“Jesus, by his sacrifice, has transformed the greatest iniquity into the greatest love.”
Addressing the faithful and pilgrims gathered in St. Peter’s Square for the Wednesday general audience, the Pope reflected at length on the celebration of the Sacred Triduum, when the Church liturgically commemorates the mysteries of Jesus’ passion, death and resurrection.
“We begin the Triduum,” he said, “by celebrating the Mass of the Lord’s Supper, as we recall Christ’s offering of his body and blood to the Father, which he gave to the Apostles as food for their nourishment, with the command that they perpetually celebrate these mysteries in his memory.”
On Holy Thursday, he said, “we recall also the Lord washing the Apostles’ feet, through which he showed that the purpose of his life and passion is to serve God and neighbor, a service which we are called to imitate by loving one another as he loved us.”
This purpose, the Pope explained, is also expressed in our Baptism, when the Lord’s grace cleansed us from sin and we “put on the new man” in the image of Christ (Col 3, 10). And it happens each time we partake in the Eucharist and enter into Communion with Christ to obey his commandment to love Him as he loved us. If we receive Holy Communion without being sincerely ready to wash each other’s feet, he said, we do not acknowledge the Lord’s Body, since “Jesus’ service is to give of himself totally.”
On Good Friday, he continued, “we will meditate on the mystery of Christ’s death and we will adore the Cross. By his sacrifice, sin has been overcome through love, an immense love which we are called to live and transmit.”
During the last moments of his life, “before handing over the spirit,” Jesus said: “It is finished” (John 19, 30).

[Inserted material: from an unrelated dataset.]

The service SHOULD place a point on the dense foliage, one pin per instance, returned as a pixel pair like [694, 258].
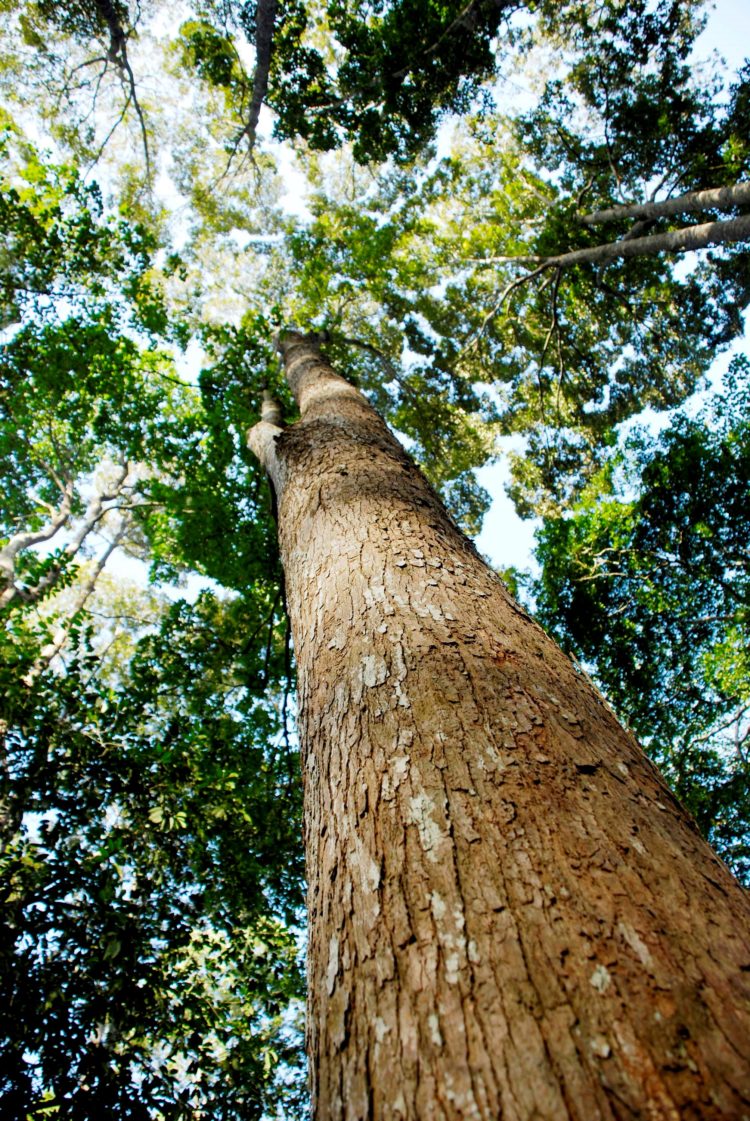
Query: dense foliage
[647, 582]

What is the meaning of this phrase, the Pope asked? “It means that the work of salvation is accomplished, that all of the Scriptures are fulfilled in the love of Christ, the Immolated Lamb. Jesus, by his Sacrifice, has transformed the greatest iniquity into the greatest love.”
The Pope then pointed to the men and women who, throughour the centuries, have borne witness by their lives to this perfect love, and he recalled especially the heroic witness of Don Antonio Santoro, “a priest of the Diocese of Rome and missionary in Turkey.”

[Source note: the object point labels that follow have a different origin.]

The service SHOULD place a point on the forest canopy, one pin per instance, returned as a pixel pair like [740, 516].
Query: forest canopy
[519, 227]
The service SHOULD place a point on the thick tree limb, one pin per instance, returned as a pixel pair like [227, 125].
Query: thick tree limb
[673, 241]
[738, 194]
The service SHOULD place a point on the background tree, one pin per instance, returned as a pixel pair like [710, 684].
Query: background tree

“Just days before being assassinated in Trebizond, he wrote: ‘I am here to live amongst the people and to allow Jesus to be here lending him my flesh (…) One becomes capable of salvation only when offering one’s flesh. The evils of the world must be carried and shared, one must allow them be absorbed into one’s flesh, as Jesus did.’”
Pope Francis called Don Santoro is a man of our time, adding that there are many other true martyrs today “who offer their lives with Jesus in order to confess their faith.”

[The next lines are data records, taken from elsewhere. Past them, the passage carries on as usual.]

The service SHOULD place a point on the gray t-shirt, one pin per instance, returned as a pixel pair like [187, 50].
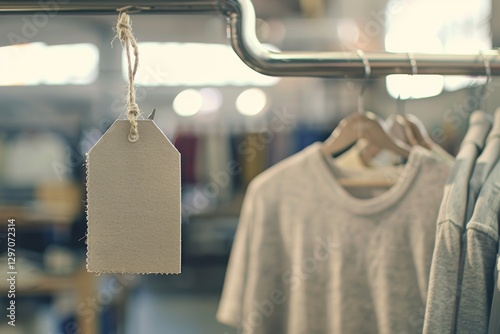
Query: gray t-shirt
[446, 261]
[480, 255]
[310, 258]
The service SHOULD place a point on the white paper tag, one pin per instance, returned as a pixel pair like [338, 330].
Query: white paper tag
[133, 196]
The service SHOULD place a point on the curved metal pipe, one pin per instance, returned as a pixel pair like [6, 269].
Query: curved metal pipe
[241, 23]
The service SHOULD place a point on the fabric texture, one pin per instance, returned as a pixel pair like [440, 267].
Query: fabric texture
[134, 202]
[446, 261]
[494, 323]
[309, 257]
[480, 256]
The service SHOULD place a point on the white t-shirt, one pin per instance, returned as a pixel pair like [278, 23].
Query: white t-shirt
[309, 257]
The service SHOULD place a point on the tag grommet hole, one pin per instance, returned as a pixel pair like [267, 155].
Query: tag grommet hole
[133, 137]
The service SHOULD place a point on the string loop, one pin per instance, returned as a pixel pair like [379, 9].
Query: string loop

“How beautiful it will be,” the Pope said, “if at the end of our lives, with all of our errors and our sins as well as our works of charity and our love for our neighbor, we will be able to say: ‘it is finished’. Not with the perfection with which Jesus said it, but knowing that we did what we could.”
He added: “Adoring the Cross, gazing upon Jesus, let us think about love, about service, about our life, about the Christian martyrs. It will also do us good to think about the end of our life. None of us knows when this will occur, but we can ask for the grace to be able to say: ‘Father, I did what I could. It is finished.’”
Turning to Holy Saturday, Pope Francis explained we will contemplate Jesus’ lying in the tomb, and with Mary, the Church will keep alive the flame of faith, hoping against every hope in Christ’s Resurrection.